Journalist und Whistleblower Craig Murray zu 8 Monaten Gefängnis verurteilt

Journalist und Whistleblower Craig Murray zu 8 Monaten Gefängnis verurteilt

Journalist und Whistleblower Craig Murray zu 8 Monaten Gefängnis verurteilt

Ein Artikel von Moritz Müller

Am Dienstag wurde im Prozess gegen den Journalisten Craig Murray das Strafmaß verkündet. Die NachDenkSeiten haben in der Vergangenheit des Öfteren Übersetzungen von Craig Murrays Texten veröffentlicht. Er wurde wegen „Missachtung des Gerichts“ verurteilt. Ihm wurde vorgeworfen, in seiner Berichterstattung über die Verteidigung im Prozess gegen den früheren Regierungschef Schottlands, Alex Salmond, die „Puzzlestück-Identifizierung“ von Zeugen möglich gemacht zu haben. Das Urteil stieß auf scharfe Kritik von Journalisten, die sagten, dass hier ein weiterer Regierungskritiker mundtot gemacht werden solle. Craig Murray ist für seine detaillierte Berichterstattung im Assange-Verfahren bekannt und er ist als Zeuge im spanischen Prozess gegen die Firma, welche Assange jahrelang in der ecuadorianischen Botschaft ausspionierte, bestellt. Er wird nun aber nicht nach Madrid reisen können, weil ihm das Gericht auch seinen Reisepass wegnahm. Eine kurze Zusammenfassung von Moritz Müller.

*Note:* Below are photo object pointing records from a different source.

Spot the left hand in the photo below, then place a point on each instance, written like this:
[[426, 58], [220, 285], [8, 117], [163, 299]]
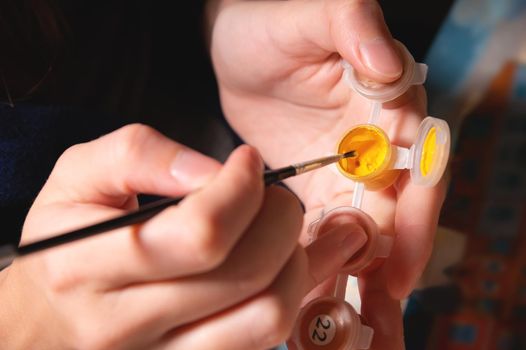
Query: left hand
[[280, 79]]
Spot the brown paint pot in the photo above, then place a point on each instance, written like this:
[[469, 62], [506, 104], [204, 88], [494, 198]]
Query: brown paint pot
[[377, 245], [329, 323]]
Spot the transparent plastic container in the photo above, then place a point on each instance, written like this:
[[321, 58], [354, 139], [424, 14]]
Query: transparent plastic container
[[378, 162]]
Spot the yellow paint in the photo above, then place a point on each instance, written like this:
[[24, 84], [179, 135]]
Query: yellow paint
[[373, 156], [428, 152]]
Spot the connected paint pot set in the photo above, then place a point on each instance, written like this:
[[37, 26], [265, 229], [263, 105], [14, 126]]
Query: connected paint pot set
[[330, 323]]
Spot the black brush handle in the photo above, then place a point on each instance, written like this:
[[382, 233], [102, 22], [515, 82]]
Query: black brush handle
[[273, 176], [137, 216]]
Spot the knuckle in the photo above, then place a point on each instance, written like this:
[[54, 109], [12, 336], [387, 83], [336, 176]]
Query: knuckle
[[207, 242], [277, 324], [129, 140], [60, 278], [67, 157], [360, 6]]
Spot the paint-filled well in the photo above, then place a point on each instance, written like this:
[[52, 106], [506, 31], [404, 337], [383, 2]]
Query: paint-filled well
[[371, 165]]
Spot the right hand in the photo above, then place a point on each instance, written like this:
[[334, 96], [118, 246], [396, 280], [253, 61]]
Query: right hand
[[221, 270]]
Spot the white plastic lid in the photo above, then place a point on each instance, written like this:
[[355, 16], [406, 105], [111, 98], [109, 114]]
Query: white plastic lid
[[377, 245], [413, 74], [430, 153]]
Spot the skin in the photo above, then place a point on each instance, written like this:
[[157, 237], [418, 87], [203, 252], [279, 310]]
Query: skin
[[292, 92], [205, 269]]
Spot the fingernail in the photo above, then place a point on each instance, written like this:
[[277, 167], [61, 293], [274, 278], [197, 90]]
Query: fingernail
[[382, 58], [355, 240], [193, 169]]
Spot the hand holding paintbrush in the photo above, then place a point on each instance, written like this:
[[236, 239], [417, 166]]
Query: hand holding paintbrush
[[9, 253]]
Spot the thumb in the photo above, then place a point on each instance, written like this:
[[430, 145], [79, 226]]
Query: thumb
[[355, 29], [134, 159]]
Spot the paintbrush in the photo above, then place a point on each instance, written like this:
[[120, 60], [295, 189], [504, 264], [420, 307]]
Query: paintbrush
[[8, 252]]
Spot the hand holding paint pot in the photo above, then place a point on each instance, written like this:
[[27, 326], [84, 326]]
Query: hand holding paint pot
[[292, 102]]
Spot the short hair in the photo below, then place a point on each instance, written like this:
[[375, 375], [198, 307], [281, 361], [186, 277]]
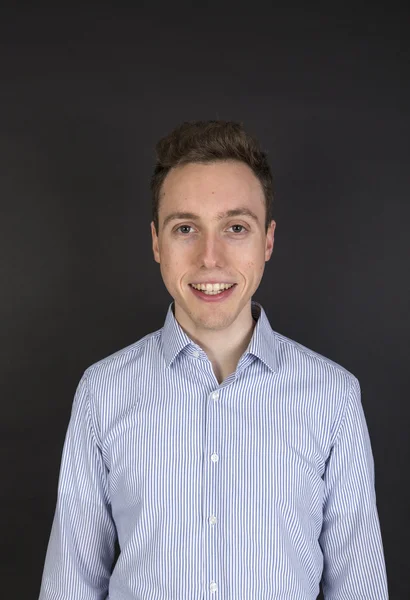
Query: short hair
[[207, 142]]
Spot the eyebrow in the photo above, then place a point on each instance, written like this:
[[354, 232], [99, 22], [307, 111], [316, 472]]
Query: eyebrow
[[234, 212]]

Dieser Beitrag ist auch als Audio-Podcast verfügbar.

Im März 2020 wurde der ehemalige Erste Minister Schottlands, Alexander Salmond, von einem Geschworenengericht in allen Fällen der sexuellen Belästigung und versuchter Vergewaltigung für nicht schuldig befunden. Craig Murray nahm an zwei Verhandlungstagen teil und hatte ausgiebig über das nichtöffentliche Verfahren gegen Salmond berichtet und wie dieser die Vermutung geäußert, dass es zu Absprachen zwischen Zeugen, der schottischen Nationalpartei SNP und Regierungsbediensteten gekommen sei, um Salmond gezielt zu diskreditieren. Das Verfahren gegen Salmond sei politisch motiviert, da er in der Frage der schottischen Unabhängigkeit einen viel radikaleren Kurs verfolgt habe als seine Nachfolgerin Nicola Sturgeon.

Wie bei allen Verfahren im Vereinigten Königreich (UK), die mit sexueller Gewalt zu tun haben, dürfen die Namen von Zeugen und möglichen Opfern nicht genannt werden, erstaunlicherweise aber der Name des (noch) nicht für schuldig befundenen Angeklagten. In seiner Berichterstattung hatte sich Craig Murray an diese Vorgabe gehalten, aber das Gericht warf ihm vor, er habe Details zu Zeugen veröffentlicht, die im Zusammenhang mit persönlicher Kenntnis und anderen, möglicherweise Jahre alten Artikeln eine Identifizierung von Zeugen vielleicht möglich gemacht habe.

Craig Murray sagt, dass viele der etablierten Medien und pikanterweise auch eine der ausdrücklichsten Kritikerinnen von Salmond, Dani Garavelli, viel mehr und öfter Details, die zu einer Zeugenidentifizierung führen könnten, veröffentlicht hätten als er selbst. Seine Verteidiger sagten, dies täte nichts zu Sache, aber Murray fragt sich trotzdem, warum er als Einziger deswegen belangt wird.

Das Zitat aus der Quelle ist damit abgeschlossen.